Silicon (Si) is a leading candidate for next-generation lithium-ion battery anodes due to its exceptionally high theoretical specific capacity (3,579 mAh g¹). However, its practical implementation is hindered by the ~300% volume expansion during lithiation, which induces mechanical fracture, loss of electrical connectivity, and unstable solid-electrolyte interphase (SEI) growth. Because these processes occur simultaneously and interact, they obscure the fundamental mechanisms governing long-term performance, highlighting the need for simplified, reproducible model systems that allow individual degradation pathways to be isolated.

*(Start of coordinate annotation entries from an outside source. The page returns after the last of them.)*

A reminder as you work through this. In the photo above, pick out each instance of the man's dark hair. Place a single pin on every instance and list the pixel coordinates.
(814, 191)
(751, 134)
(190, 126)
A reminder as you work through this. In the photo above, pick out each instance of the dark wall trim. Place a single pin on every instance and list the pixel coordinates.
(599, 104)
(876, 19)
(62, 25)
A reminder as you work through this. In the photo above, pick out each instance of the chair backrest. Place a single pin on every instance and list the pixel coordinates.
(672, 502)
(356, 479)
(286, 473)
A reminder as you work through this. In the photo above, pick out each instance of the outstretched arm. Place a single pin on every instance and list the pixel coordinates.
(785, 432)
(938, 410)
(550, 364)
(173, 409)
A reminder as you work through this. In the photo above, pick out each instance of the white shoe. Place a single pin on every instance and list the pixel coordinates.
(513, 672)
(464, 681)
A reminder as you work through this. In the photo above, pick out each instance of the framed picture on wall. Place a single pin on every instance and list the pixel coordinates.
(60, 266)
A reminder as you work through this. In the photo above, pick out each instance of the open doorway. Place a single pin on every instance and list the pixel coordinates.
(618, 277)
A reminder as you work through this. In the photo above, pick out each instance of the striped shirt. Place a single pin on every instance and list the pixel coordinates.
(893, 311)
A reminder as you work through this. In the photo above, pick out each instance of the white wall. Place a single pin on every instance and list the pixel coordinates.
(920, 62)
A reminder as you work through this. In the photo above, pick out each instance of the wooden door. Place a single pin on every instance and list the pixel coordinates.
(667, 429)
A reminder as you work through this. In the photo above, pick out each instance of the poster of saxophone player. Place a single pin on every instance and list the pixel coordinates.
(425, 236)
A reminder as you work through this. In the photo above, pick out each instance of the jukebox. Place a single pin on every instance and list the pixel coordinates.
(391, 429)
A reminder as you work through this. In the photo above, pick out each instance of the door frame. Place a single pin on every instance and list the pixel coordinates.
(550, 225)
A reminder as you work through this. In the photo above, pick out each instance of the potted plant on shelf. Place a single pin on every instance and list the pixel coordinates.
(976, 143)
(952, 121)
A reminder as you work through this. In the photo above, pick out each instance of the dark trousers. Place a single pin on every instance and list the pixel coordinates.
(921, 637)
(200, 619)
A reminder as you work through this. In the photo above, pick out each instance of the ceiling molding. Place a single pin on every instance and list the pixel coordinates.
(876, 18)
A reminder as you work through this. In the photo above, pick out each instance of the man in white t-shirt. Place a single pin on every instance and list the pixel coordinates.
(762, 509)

In this work, we employ a 100% silicon nanowire (SiNW) anode as a controlled platform to investigate degradation and transport limitations in silicon electrodes. SiNWs are synthesized via a solvent free floating catalyst CVD process that assembles them into freestanding macroscopic textiles with tunable loading, thickness, and porosity [1]. The resulting electrodes exhibit high structural uniformity, enabling reproducible electrochemical measurements and minimizing variability from fabrication.

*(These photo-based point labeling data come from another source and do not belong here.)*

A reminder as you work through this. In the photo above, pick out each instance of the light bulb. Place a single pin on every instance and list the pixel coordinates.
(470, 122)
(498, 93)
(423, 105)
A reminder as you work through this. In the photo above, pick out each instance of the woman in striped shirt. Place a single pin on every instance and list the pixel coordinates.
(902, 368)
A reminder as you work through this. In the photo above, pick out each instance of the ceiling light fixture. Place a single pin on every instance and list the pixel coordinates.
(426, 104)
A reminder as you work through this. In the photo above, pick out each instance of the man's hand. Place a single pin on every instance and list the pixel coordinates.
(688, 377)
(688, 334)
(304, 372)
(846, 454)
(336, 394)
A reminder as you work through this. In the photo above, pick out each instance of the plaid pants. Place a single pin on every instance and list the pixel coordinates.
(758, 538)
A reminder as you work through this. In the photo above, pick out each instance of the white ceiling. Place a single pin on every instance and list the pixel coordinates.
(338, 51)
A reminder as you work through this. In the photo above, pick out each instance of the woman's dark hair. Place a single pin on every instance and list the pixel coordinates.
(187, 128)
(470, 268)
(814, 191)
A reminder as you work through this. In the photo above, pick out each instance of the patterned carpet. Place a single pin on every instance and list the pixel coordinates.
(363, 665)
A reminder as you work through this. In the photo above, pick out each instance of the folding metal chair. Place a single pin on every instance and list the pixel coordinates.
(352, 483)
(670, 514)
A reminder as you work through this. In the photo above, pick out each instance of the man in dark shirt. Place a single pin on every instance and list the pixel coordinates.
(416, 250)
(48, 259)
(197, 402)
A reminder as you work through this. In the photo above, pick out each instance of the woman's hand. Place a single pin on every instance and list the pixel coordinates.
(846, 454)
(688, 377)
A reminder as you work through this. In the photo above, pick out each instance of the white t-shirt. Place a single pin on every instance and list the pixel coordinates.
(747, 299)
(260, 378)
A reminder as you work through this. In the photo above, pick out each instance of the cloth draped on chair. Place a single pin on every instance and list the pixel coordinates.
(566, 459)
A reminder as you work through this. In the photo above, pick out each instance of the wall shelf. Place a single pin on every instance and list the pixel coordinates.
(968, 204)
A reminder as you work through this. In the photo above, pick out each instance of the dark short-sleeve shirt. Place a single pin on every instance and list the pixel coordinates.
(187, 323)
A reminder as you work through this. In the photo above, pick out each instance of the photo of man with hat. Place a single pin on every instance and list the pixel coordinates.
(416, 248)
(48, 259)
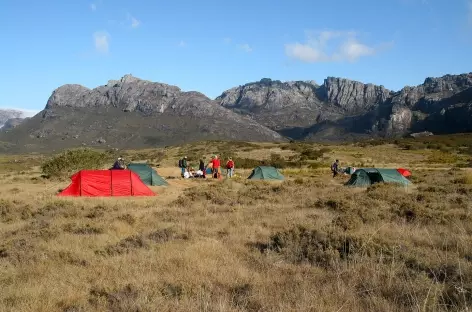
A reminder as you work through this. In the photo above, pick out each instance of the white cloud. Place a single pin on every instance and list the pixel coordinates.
(245, 47)
(330, 46)
(102, 41)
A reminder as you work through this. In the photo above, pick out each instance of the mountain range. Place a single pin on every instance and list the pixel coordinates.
(135, 113)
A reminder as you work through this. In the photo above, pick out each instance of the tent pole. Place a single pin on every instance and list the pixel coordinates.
(131, 182)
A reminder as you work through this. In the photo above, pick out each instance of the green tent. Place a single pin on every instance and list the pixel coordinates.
(265, 173)
(148, 175)
(365, 177)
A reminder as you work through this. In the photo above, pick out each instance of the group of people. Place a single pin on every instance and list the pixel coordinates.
(187, 171)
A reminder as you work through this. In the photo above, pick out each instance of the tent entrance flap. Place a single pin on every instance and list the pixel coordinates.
(147, 174)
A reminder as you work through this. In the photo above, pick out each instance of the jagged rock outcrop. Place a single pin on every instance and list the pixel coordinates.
(353, 96)
(13, 123)
(351, 107)
(7, 114)
(135, 113)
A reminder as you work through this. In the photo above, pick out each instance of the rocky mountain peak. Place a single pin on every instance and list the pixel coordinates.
(352, 95)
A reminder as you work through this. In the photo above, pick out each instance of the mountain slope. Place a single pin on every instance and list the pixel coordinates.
(130, 113)
(340, 108)
(13, 114)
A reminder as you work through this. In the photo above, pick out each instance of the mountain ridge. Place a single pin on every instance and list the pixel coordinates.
(156, 113)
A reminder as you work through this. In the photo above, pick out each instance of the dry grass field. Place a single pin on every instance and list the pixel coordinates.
(305, 244)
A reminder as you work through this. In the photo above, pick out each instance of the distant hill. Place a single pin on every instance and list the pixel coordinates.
(340, 108)
(136, 113)
(12, 117)
(130, 113)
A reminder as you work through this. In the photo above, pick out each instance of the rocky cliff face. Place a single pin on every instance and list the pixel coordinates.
(135, 113)
(350, 106)
(131, 113)
(6, 114)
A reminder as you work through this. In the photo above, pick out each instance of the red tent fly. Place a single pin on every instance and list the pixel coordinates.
(95, 183)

Electron microscopy and spectroscopy show that the electrodes consist of crystalline ~20 nm nanowires forming a mechanically robust, highly interconnected network that operates without conductive carbon or polymeric binders [2]. These electrodes deliver reproducible capacities of ~2700 mAh g¹ at C/20 and maintain areal capacities above 6 mAh cm² in thicker configurations. Long-term cycling demonstrates that mechanical degradation (dominant in particle-based Si anodes) is not the limiting factor here: the network remains intact after hundreds of cycles, ruling out pulverization and electrical disconnection as primary causes of capacity fading [3].

Instead, a progressive increase in electrochemical polarization emerges as the dominant degradation mode. Differential capacity analysis, impedance spectroscopy, and image-based quantification show that polarization growth correlates with continuous SEI thickening, which increases interfacial resistance and reduces accessible porosity, as well as with the stability of the interface with the current collector. Adhesion-controlled experiments confirm that poor interfacial bonding accelerates resistance growth and voltage hysteresis.

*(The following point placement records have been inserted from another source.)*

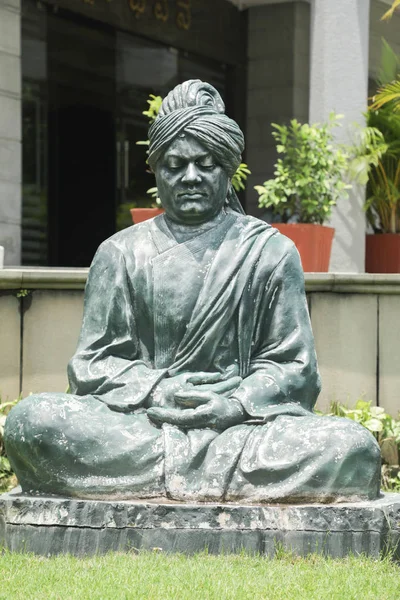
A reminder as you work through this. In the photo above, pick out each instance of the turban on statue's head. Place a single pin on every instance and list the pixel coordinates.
(196, 108)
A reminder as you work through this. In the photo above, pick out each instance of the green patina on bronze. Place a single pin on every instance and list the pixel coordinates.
(195, 375)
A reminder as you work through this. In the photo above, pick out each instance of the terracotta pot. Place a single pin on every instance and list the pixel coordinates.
(143, 214)
(314, 243)
(382, 253)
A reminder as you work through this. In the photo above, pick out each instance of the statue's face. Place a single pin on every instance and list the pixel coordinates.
(191, 186)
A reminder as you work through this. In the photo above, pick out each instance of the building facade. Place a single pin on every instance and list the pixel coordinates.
(75, 76)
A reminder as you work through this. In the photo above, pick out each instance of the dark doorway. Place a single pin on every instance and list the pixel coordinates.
(82, 141)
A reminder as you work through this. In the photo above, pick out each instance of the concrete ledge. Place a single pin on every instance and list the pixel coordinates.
(52, 525)
(75, 279)
(45, 278)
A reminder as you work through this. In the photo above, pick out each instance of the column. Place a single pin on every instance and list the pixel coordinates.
(339, 82)
(10, 130)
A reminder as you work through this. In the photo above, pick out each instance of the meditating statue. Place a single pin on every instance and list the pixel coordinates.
(195, 375)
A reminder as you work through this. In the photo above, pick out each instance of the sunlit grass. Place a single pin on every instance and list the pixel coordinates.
(161, 576)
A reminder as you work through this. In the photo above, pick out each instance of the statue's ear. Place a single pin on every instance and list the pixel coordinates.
(232, 201)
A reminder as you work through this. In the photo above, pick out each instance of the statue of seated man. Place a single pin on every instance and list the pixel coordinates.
(195, 375)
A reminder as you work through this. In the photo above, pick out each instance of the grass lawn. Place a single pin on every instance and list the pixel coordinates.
(156, 576)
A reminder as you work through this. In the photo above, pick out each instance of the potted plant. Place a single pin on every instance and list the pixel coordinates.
(383, 189)
(307, 184)
(142, 214)
(310, 177)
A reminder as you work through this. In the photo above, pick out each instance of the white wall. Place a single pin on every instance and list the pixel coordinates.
(10, 131)
(339, 82)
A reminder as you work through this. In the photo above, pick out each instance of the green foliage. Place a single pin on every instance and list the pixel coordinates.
(389, 14)
(309, 173)
(383, 190)
(7, 477)
(385, 429)
(154, 103)
(240, 177)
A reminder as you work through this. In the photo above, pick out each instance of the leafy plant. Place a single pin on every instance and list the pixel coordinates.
(240, 177)
(385, 429)
(383, 191)
(389, 13)
(7, 477)
(308, 173)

Interpreting these results also requires acknowledging the limitations of lithium metal counter electrodes in half-cell studies. Morphological instability, electrolyte depletion, and uneven current distribution in Li metal can artificially amplify the apparent polarization of high-capacity anodes, complicating the separation of intrinsic degradation from counter-electrode artefacts.

Finally, the talk will argue that Si anodes are a central material for the electrification of transport in coming decades, and strategically important for Europe given its lack of battery critical raw materials. Si anodes could enable EV ranges close to 1000 km and charge times below 15 minutes, while reducing pressure on natural graphite by hundreds of kilotonnes per annum. This transition could avoid megatonne-scale CO₂ emissions from battery-material production, according to estimates.